In the Land of Brothers Film irano-franco-hollandais de Raha Amirfazli et Alireza Ghasemi (2024), avec Hamideh Jafari, Bashir Nikzad, Mohammad Hosseini, Marjan Khaleghi, Hajeer Moradi… 1h35. Sortie le 2 avril 2025.
Le cinéma iranien est l’un des plus riches de la planète, avec cette particularité qu’il doit autant aux réalisateurs qui tournent dans leur pays, souvent en déjouant la censure, qu’aux membres épars de sa diaspora. Il n’en est pas de même du cinéma afghan réduit quasiment à néant sous les assauts des occupants successifs qui convoitent ses champs de pavot depuis plus d’un demi-siècle et ont abouti à la dictature des Talibans et à un retour au Moyen-Âge en matière de mœurs. Ni d’un côté ni de l’autre de cette frontière, on n’a en revanche évoqué la vie des immigrés et notamment le traitement funeste réservé aux réfugiés afghans par leurs “frères” iraniens.
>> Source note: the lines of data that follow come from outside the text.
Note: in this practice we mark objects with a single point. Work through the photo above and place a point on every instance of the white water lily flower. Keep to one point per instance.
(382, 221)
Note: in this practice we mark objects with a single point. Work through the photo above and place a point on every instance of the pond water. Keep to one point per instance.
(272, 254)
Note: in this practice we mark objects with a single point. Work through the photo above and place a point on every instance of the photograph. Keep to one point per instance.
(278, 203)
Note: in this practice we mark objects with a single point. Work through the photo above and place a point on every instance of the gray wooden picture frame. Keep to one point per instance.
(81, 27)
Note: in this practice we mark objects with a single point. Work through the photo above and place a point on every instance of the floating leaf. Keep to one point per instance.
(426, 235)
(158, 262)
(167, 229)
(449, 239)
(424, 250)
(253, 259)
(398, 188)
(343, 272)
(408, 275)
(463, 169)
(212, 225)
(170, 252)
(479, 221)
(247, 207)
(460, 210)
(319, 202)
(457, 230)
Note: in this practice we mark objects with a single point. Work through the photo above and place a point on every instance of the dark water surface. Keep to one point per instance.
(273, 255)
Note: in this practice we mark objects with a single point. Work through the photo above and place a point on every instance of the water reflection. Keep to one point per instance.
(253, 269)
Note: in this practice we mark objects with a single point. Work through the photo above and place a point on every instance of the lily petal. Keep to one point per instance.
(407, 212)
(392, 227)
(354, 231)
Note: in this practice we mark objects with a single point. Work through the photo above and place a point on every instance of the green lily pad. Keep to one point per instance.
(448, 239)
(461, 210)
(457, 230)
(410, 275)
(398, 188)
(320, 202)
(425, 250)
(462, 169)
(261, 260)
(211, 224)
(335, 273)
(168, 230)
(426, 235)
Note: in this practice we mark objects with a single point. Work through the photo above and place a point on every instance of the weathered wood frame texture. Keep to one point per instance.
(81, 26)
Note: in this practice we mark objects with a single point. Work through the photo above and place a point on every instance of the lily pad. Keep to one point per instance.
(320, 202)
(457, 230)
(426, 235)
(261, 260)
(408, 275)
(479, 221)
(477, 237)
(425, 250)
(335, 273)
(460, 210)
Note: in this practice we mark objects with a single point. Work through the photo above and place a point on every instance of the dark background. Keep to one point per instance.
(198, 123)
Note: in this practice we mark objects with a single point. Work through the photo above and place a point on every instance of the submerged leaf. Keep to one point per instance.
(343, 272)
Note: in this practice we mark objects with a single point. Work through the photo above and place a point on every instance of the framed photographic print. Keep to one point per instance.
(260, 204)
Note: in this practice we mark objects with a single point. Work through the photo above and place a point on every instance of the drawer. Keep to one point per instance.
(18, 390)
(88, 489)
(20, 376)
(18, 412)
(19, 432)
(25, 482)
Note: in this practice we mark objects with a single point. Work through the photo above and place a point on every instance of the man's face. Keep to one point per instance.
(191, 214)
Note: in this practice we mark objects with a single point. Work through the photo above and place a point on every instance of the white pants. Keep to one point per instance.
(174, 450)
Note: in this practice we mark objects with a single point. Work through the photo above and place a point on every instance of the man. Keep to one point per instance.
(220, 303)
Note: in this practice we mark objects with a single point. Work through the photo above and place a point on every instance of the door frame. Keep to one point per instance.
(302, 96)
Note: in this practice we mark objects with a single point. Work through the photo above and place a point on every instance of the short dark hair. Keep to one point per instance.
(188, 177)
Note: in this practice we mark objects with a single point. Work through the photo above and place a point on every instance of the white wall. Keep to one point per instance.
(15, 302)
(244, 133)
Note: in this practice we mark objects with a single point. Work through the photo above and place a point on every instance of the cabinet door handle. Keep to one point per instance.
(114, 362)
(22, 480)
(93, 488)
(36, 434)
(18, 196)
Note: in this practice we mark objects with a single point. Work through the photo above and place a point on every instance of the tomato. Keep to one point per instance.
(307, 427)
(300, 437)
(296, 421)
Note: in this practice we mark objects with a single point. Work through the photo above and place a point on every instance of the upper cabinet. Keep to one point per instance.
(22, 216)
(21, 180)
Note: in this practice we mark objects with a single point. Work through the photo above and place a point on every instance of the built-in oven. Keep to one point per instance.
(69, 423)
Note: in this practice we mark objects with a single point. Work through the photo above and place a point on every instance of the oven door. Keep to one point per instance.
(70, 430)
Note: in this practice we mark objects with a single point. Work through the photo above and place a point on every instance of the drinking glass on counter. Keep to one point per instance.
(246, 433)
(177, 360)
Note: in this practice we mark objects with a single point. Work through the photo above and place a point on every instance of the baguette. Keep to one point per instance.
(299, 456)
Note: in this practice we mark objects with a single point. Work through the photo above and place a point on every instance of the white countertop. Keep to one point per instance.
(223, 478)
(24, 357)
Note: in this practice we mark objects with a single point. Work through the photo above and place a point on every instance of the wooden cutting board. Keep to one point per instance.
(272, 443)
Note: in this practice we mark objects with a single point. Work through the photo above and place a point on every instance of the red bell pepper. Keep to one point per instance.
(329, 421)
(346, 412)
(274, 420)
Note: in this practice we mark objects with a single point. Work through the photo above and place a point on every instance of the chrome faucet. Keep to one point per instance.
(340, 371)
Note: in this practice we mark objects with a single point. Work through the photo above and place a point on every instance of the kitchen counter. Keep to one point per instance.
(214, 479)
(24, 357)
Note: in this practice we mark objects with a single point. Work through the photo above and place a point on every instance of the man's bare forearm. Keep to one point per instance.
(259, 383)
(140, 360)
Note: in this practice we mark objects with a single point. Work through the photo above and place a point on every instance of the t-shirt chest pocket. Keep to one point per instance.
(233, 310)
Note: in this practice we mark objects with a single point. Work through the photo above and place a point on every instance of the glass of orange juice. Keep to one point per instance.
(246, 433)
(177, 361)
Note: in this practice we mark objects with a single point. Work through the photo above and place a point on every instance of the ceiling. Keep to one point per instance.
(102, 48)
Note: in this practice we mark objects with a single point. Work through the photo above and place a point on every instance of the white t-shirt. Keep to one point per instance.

Tel est le propos du premier long métrage de Raha Amirfazli et Alireza Ghasemi qui se déroule pendant le premier quart du XXIe siècle et débute au moment de l’invasion américaine. Ce projet a d’ailleurs incité ses réalisateurs à quitter l’Iran pour ne pas avoir à soumettre leur scénario à la censure locale et devoir rendre des comptes au régime des Mollahs. Il traite de la résilience à travers l’unité d’une famille en exil qui va se serrer les coudes pour affronter les déracinements successifs provoqués par des enjeux géopolitiques dont ils sont les victimes collatérales. Avec en filigrane le sort de ces deux pays frontaliers pris en otage par des régimes autoritaires et obscurantistes, mais nullement alliés pour autant.
Marjan Khaleghi
Auréolé du prestigieux prix de la mise en scène au festival de Sundance, Au pays de nos frères suit trois générations d’une même famille qui lutte pour sa survie en passant d’un pays à l’autre sans réussir à se faire intégrer. Un statut inconfortable qui passe ici par une unité et ne solidarité à toute épreuve. Le discours du film déborde d’ailleurs largement des seuls rapports irano-afghans pour englober celui de tous ces migrants qui sillonnent la planète en quête de paix et de sérénité. En prenant eux-mêmes la décision de quitter l’Iran pour pouvoir traiter leur sujet en toute liberté, les réalisateurs ont en quelque sorte mis leurs pas dans ceux de leurs personnages et préservé l’unité de leur projet avec la précieuse complicité de leur chef opérateur expérimenté, Farshad Mohammadi, qui en a assuré la cohérence esthétique, notamment en s’attachant à magnifier la splendeur des paysages et des saisons. Les réalisateurs eux-mêmes apprécient quant à eux en connaisseurs l’usage du hors-champ que le spectre de la censure leur a appris à maîtrise avec une grande habileté. Avec au cœur de cette saga délicate et souvent poignante ce thème récurrent de l’altérité qui constitue le remède le plus efficace au déracinement et peut en fait se décliner sous toutes les latitudes, comme en témoignent régulièrement le cinéma qui y puise son inspiration de plus en plus régulièrement. Comme une fenêtre ouverte sur un monde en fusion qui contraint ses populations à une sorte de transhumance interminable marquée par un fort tropisme du Sud vers le Nord.